I also liked Adam Bork's installation (right), at El Cosmico; more pics and vidis of all that starting here.

You can find more visuals of more works, and links to more info, starting here.

October 8, 2009

Affordable Healthcare for ALL (Even Artists)

Sun., Oct. 25, 11 - 12:00: PAC-WE "flash mob" convenes at the Morton Meyerson Symphony Hall, Dallas, TX, under the Mark di Suvero sculpture (the big orange-ish - red, x-ish, pendulum thing).

Many if not most artists and art professionals are independent contractors who must either pay dearly for health insurance or go without. PAC-WE is being organized in order to demonstrate in support of the meaningful health insurance reform so many of us badly need. As I understand, yellow ponchos will be provided in return for a very small donation, for participants to wear. The organizers write,

PAC-WE: An ACTION by and for the North Texas Art Community calling for health care reform.
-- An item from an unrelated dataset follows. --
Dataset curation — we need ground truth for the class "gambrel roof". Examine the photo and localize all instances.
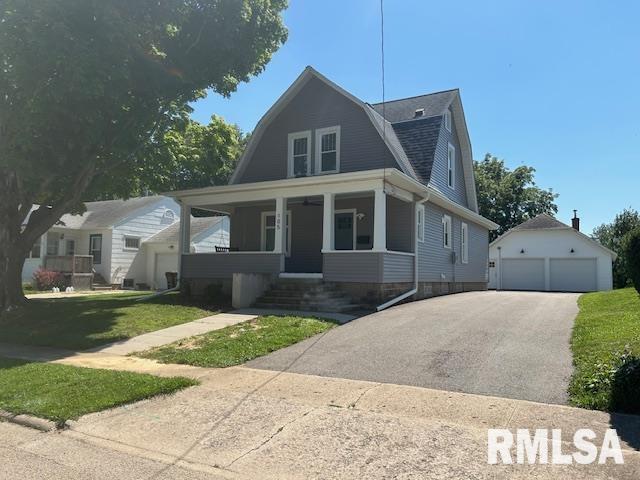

PAC – WHAT? The Professional Artist Coalition is a ‘flash mob action’ creating a bright public yellow signal for health care reform. A first for Dallas, and this cause.

PAC - WHO? The North Texas art community. This includes thousands of citizens daily engaged in the visual, performing, literary, media, and commercial arts.

PAC- WHERE? Morton Meyerson Symphony Hall- convene under the di Suvero Sculpture ‘Proverb/ Pendulum for preparation of happening.

PAC- HOW? Show up and bring your friends, your coffee and donuts.

PAC- WHY? Because artists of any kind stand with the American people to demand a change to the status quo of a broken health care system. Because artists are unique victims of the health care status quo. Most are independent contractors, uninsured or underinsured. Because artists are fed up with other PAC's (Political Action Committees) funded by insurance and drug companies that are fighting to care for profits instead of health. Because the North Texas art community realizes that at the very moment that Dallas is celebrating its new PAC (Performing Arts Center), with architects and programming imported from elsewhere, it has no plan to sustain its own creative community. Because artists have been silent and invisible for too long when it comes to the health and care of our society.

PAC WE - The Origin of the Concept. PAC MAN is a sign of consumption. We often consume health care and culture without thinking about its wider context. We don't ask why healthcare costs so much or why so many are left without it.

We also don't ask about the livelihoods and healthcare of the artists that are seen as culture providers. Since the cuts in arts funding on a national and local level (most notably during the culture wars of the 1990s) artists have been cultural workers who contribute to our communities with little or no support in return.

But PAC MAN is also a sign of the earliest glimmer of technology and its promise for the future. When it was invented in the 1980's we would never have guessed that the internet would create a world that was so connected and empowered by the access to information. These qualities drive this event by connecting us and empowering us, based on our access to information that is so condemning of the status quo. These qualities bring us together on this day for this action.

We use the yellow color of PAC MAN as a sign of wisdom, optimism, clarity and awareness.
At left is a map of the location/route (click on the image for a larger version). See PAC-WE's facebook page, and more details soon at PAC-WE.

ALSO, MoveOn is holding a "Whose side are you on?" rally at noon on Wed., Oct. 14, at Senator John Cornyn's Office in north Dallas at 5001 Spring Valley Rd., Dallas (map).